The responses to the financial crisis have been defended as saving our economy, protecting everyone. The reality is otherwise. A massive housing bubble burst, reducing household wealth by more than $6.5 trillion with resulting losses in mortgage-related assets. The actions of 2008 and since have largely been a struggle over who will bear those losses.

Our society is poorer than we had believed because we over-invested in something—housing—whose value dropped in our eyes.

With the subjective devaluation of housing came a drop in spending. When wealth falls, consumption follows. But after an initial sharp decline, consumer spending has recovered to its trend. We’re about $300 billion behind where we would have been without the initial drop. This $300 billion is approximately what one would expect households to spend out of about $6 trillion in home equity, which was lost. So the reduction in consumer spending is not the result of a drop in aggregate demand, but almost exclusively the result of a reduction in household wealth.

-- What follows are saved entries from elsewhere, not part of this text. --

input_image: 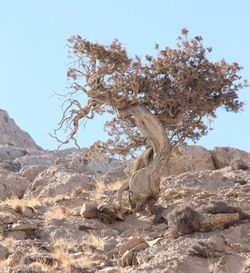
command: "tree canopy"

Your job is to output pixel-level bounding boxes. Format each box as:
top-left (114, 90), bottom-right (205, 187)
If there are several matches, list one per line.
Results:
top-left (54, 29), bottom-right (248, 156)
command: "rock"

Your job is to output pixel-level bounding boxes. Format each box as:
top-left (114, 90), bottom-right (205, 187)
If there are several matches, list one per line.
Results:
top-left (167, 206), bottom-right (202, 237)
top-left (15, 153), bottom-right (54, 167)
top-left (119, 249), bottom-right (135, 267)
top-left (201, 200), bottom-right (249, 220)
top-left (189, 235), bottom-right (228, 258)
top-left (86, 156), bottom-right (121, 176)
top-left (98, 267), bottom-right (119, 273)
top-left (23, 252), bottom-right (57, 265)
top-left (200, 213), bottom-right (240, 232)
top-left (80, 202), bottom-right (98, 218)
top-left (24, 166), bottom-right (93, 198)
top-left (0, 243), bottom-right (9, 260)
top-left (223, 223), bottom-right (250, 251)
top-left (97, 203), bottom-right (127, 223)
top-left (167, 145), bottom-right (215, 175)
top-left (9, 221), bottom-right (38, 232)
top-left (19, 165), bottom-right (47, 181)
top-left (162, 168), bottom-right (235, 192)
top-left (0, 172), bottom-right (31, 200)
top-left (118, 237), bottom-right (149, 267)
top-left (7, 231), bottom-right (26, 240)
top-left (0, 206), bottom-right (21, 225)
top-left (0, 144), bottom-right (28, 162)
top-left (0, 109), bottom-right (41, 150)
top-left (0, 112), bottom-right (249, 273)
top-left (100, 163), bottom-right (128, 183)
top-left (119, 237), bottom-right (148, 255)
top-left (21, 206), bottom-right (34, 217)
top-left (212, 146), bottom-right (250, 169)
top-left (0, 160), bottom-right (21, 172)
top-left (214, 254), bottom-right (246, 273)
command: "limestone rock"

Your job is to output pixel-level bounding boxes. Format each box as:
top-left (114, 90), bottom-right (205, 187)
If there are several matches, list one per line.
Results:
top-left (23, 252), bottom-right (57, 265)
top-left (24, 166), bottom-right (93, 199)
top-left (212, 146), bottom-right (250, 169)
top-left (9, 221), bottom-right (38, 232)
top-left (200, 213), bottom-right (240, 232)
top-left (0, 172), bottom-right (31, 200)
top-left (19, 165), bottom-right (48, 181)
top-left (119, 249), bottom-right (135, 267)
top-left (15, 153), bottom-right (54, 167)
top-left (80, 202), bottom-right (98, 218)
top-left (0, 109), bottom-right (41, 150)
top-left (119, 237), bottom-right (148, 256)
top-left (0, 243), bottom-right (9, 260)
top-left (0, 144), bottom-right (28, 163)
top-left (167, 145), bottom-right (215, 175)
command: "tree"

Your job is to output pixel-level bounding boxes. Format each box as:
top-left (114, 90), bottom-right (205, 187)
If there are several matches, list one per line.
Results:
top-left (54, 28), bottom-right (248, 211)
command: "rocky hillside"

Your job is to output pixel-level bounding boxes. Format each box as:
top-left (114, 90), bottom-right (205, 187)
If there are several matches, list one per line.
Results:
top-left (0, 109), bottom-right (41, 150)
top-left (0, 111), bottom-right (250, 273)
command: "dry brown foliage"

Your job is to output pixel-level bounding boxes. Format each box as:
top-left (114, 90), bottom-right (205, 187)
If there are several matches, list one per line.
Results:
top-left (53, 29), bottom-right (248, 210)
top-left (54, 28), bottom-right (247, 156)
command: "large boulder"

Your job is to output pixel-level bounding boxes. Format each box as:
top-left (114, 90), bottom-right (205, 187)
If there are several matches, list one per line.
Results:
top-left (24, 165), bottom-right (94, 199)
top-left (0, 145), bottom-right (28, 163)
top-left (0, 171), bottom-right (31, 200)
top-left (166, 145), bottom-right (216, 176)
top-left (0, 109), bottom-right (41, 150)
top-left (212, 147), bottom-right (250, 169)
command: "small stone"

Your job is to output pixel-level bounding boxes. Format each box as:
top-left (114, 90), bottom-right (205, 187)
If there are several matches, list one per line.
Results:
top-left (7, 231), bottom-right (26, 240)
top-left (148, 237), bottom-right (163, 247)
top-left (22, 206), bottom-right (34, 217)
top-left (98, 266), bottom-right (119, 273)
top-left (10, 222), bottom-right (38, 231)
top-left (80, 202), bottom-right (98, 218)
top-left (23, 253), bottom-right (57, 265)
top-left (119, 237), bottom-right (148, 255)
top-left (119, 249), bottom-right (134, 267)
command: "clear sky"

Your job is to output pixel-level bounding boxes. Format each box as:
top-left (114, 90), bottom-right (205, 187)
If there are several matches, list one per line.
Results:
top-left (1, 0), bottom-right (250, 151)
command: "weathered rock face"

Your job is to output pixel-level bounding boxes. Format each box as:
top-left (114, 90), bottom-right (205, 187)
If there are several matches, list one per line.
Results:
top-left (24, 165), bottom-right (94, 199)
top-left (212, 146), bottom-right (250, 169)
top-left (167, 145), bottom-right (216, 175)
top-left (0, 109), bottom-right (41, 150)
top-left (0, 172), bottom-right (31, 200)
top-left (0, 110), bottom-right (250, 273)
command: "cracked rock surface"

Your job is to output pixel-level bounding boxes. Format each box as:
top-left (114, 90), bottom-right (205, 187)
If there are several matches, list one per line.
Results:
top-left (0, 109), bottom-right (250, 273)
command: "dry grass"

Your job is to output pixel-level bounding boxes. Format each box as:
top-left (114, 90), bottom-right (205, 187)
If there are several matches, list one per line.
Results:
top-left (52, 238), bottom-right (76, 250)
top-left (74, 255), bottom-right (93, 268)
top-left (95, 180), bottom-right (124, 191)
top-left (44, 206), bottom-right (66, 221)
top-left (246, 254), bottom-right (250, 268)
top-left (85, 232), bottom-right (104, 251)
top-left (26, 262), bottom-right (53, 273)
top-left (0, 197), bottom-right (41, 209)
top-left (42, 195), bottom-right (71, 205)
top-left (50, 238), bottom-right (94, 271)
top-left (2, 236), bottom-right (16, 248)
top-left (0, 260), bottom-right (7, 273)
top-left (52, 247), bottom-right (93, 272)
top-left (53, 247), bottom-right (73, 272)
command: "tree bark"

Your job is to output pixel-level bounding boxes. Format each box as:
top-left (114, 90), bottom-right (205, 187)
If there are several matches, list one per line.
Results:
top-left (118, 104), bottom-right (172, 210)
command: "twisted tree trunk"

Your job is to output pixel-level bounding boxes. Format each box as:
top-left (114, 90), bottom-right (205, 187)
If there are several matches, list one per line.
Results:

Mike Konczal correctly identifies this decline in spending as a result of declining wealth, but he erroneously believes that spending can be increased by “repairing” household balance sheets via forced debt forgiveness. While that might increase the spending of some households, it would decrease the spending of others, leaving overall spending at-best unchanged. Advocates of debt forgiveness forget that net debt in society is always zero. One person’s liability is an asset on the balance sheet of another. Do Konczal and other debt-forgiveness advocates believe society would be wealthier if the U.S. government defaulted on its debt?

Although some in the debt-forgiveness camp implicitly recognize that they are advocating a transfer of wealth, they deem such a transfer just. They may argue that debtors have been cheated or that creditors have rigged the political system. Setting aside the fact that any borrower who has been defrauded has redress to the courts, the political system itself is extremely debtor-friendly. The consumer credit revolution of the late 1960s and ’70s brought legislation, such as the Truth in Lending Act, which established methods for borrowers to achieve debt relief. Recent years have illustrated the extent to which the foreclosure process favors borrowers. Data from earlier this year showed that payments on more than 70 percent of mortgages in foreclosure had not been made for more than twelve months. And many states, such as California, limit the lender’s collection to the value of the house while it’s in foreclosure. In most of Europe, by contrast, borrowers would see their wages garnished to satisfy a mortgage default. Under no definition can our foreclosure process be described as favoring the lender.

Picking winners and losers is bad for society.

Lenders may be seen as undeserving, either because they received government assistance or are blamed for the crisis. But the truth is that mortgages are ultimately held less by lenders than by investors. As we witnessed in the auto bailouts, the investors taking the hit are often pension funds representing public employees, such as teachers and firefighters. In fact one of the largest investors in the United States represents the pension assets of California public employees. It’s hard to argue that middle-class and sometimes upper-class defaulting homeowners are more deserving than retired teachers.

Forced debt forgiveness also ignores that markets adjust and price these political risks in the cost of borrowing. In states where lenders cannot collect from a defaulted borrower’s non-housing assets or income, lenders charge higher rates. Attempts to rewrite contracts via politics will see offsetting changes in the terms of future contracts. To the extent that these new terms are inefficient and mutually beneficial transactions become harder to achieve, social welfare will be reduced.

To suggest that damaged household balance sheets are holding back spending misses the obvious fact that consumers are spending. While household spending rates have been higher, they are currently above their low point during the bust. Household savings rates, as a percentage of income, are also considerably below levels witnessed during the supposedly golden economic years of the Clinton administration. The question isn’t why families are saving so much, but why they are saving so little.

Ultimately there are two models in our society for social cooperation, one based upon voluntary consent, particularly in the realm of contracts, and one based upon coercion and theft. Using government to transfer wealth from citizens A to citizens B may make B feel wealthier. Citizens B might spend more. But just as likely is that A will spend less. As important, A might invest less. Some will be tempted to replace A and B with groups they either like or dislike, trying to distract us from the fact that rather than a society that practices equality before the law, we have a society that picks winners and losers based upon their political influence. In such a society, resources will be invested evermore in the transfer of wealth rather than in its creation.